A amortização do MIPID representa a perda de uma instância poderosa de formação política das questões étnico-raciais e seus desmembramentos. A atuação política que o programa possibilitou foi fundamental no processo de sua concepção e execução, e o fato de não ter sido declaradamente extinto (mas destituído de seus agentes e de sua estrutura) fez com que não tivéssemos mais voz sequer para protestar ou entender os protestos que surgiram no decorrer de sua existência.

Seus seis profissionais com jornada de 36 horas semanais foram reduzidos a uma professora com a mesma jornada, como se o programa não tivesse representado qualquer avanço.

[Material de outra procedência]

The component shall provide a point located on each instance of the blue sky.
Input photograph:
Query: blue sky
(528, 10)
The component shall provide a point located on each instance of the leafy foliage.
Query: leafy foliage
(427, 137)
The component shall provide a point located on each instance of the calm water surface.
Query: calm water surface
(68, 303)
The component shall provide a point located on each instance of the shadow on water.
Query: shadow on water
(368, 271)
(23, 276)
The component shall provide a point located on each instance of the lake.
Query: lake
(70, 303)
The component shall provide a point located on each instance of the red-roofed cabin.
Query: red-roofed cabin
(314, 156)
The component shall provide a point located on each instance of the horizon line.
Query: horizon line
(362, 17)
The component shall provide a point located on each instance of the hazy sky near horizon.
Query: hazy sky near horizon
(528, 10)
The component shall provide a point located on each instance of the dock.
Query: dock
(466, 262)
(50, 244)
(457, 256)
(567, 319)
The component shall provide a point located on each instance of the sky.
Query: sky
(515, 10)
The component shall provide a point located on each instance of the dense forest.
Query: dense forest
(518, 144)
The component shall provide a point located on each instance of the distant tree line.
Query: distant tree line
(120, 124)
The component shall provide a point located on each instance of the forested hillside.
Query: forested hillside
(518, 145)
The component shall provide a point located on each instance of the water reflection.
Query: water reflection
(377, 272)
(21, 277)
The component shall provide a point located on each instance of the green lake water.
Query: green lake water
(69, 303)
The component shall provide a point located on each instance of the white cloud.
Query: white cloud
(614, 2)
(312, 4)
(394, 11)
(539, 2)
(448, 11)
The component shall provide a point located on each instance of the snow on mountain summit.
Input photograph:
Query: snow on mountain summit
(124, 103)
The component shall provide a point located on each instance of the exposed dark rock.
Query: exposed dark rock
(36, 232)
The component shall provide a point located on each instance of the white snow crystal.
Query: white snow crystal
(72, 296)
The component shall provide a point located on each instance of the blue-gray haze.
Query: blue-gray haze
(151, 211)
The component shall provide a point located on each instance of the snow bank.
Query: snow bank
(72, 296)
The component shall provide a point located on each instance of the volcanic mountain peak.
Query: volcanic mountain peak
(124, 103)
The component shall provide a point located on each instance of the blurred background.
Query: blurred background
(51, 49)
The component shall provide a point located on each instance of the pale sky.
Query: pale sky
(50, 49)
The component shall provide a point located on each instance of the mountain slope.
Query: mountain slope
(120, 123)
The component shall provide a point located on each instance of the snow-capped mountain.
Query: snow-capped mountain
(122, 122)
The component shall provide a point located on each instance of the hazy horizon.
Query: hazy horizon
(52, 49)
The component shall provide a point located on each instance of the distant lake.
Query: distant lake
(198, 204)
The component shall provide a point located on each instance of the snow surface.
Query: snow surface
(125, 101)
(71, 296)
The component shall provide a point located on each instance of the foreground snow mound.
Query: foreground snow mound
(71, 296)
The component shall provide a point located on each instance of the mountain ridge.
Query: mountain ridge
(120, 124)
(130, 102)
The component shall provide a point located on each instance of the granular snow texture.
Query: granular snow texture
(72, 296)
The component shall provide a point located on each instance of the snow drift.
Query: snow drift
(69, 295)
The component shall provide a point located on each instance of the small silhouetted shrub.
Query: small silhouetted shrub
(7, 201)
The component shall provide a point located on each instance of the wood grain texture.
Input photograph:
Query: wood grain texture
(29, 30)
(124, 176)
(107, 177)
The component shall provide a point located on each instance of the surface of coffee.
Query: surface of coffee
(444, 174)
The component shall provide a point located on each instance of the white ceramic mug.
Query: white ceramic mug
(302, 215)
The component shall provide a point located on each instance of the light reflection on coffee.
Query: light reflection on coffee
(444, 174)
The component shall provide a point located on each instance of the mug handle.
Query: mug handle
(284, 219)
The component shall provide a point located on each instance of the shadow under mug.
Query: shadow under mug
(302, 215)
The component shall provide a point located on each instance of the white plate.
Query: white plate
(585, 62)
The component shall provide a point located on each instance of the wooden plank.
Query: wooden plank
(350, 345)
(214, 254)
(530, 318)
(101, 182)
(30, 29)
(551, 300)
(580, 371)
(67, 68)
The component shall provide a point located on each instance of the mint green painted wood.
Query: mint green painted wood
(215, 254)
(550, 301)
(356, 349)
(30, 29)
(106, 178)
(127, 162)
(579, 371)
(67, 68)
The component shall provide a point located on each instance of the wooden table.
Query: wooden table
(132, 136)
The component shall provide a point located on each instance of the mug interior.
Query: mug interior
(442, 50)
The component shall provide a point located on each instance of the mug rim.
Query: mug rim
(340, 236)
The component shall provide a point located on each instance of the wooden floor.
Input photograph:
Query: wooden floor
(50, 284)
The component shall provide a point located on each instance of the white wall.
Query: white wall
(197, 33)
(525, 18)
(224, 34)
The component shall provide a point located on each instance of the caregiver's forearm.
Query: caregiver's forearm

A verdade é que não foi possibilitada uma reestruturação das condições de trabalho, da gestão do programa e da participação dos educadores étnicos.

129

Esse contato poderia ser tanto com professor quanto com diretor, com funcionários, com quem tivesse necessidade de orientar a escola a tá trabalhando com essa conscientização. A princípio com a conscientização sobre a questão racial, da importância de trabalhar a questão racial desde bebê. Na verdade a gente começava o iniciar antes. Não á aquela coisa que segundo a lei é só para o fundamental. (v. anexo: entrevista com Sueli Gonçalves, p. 133)

O MIPID foi calado de forma preocupante, retornando à invisibilidade das ações antirracismo e permanecendo o silêncio permissivo acrescido da impressão de possuir um discurso de inclusão sem sequer investir nesta ação de forma efetiva.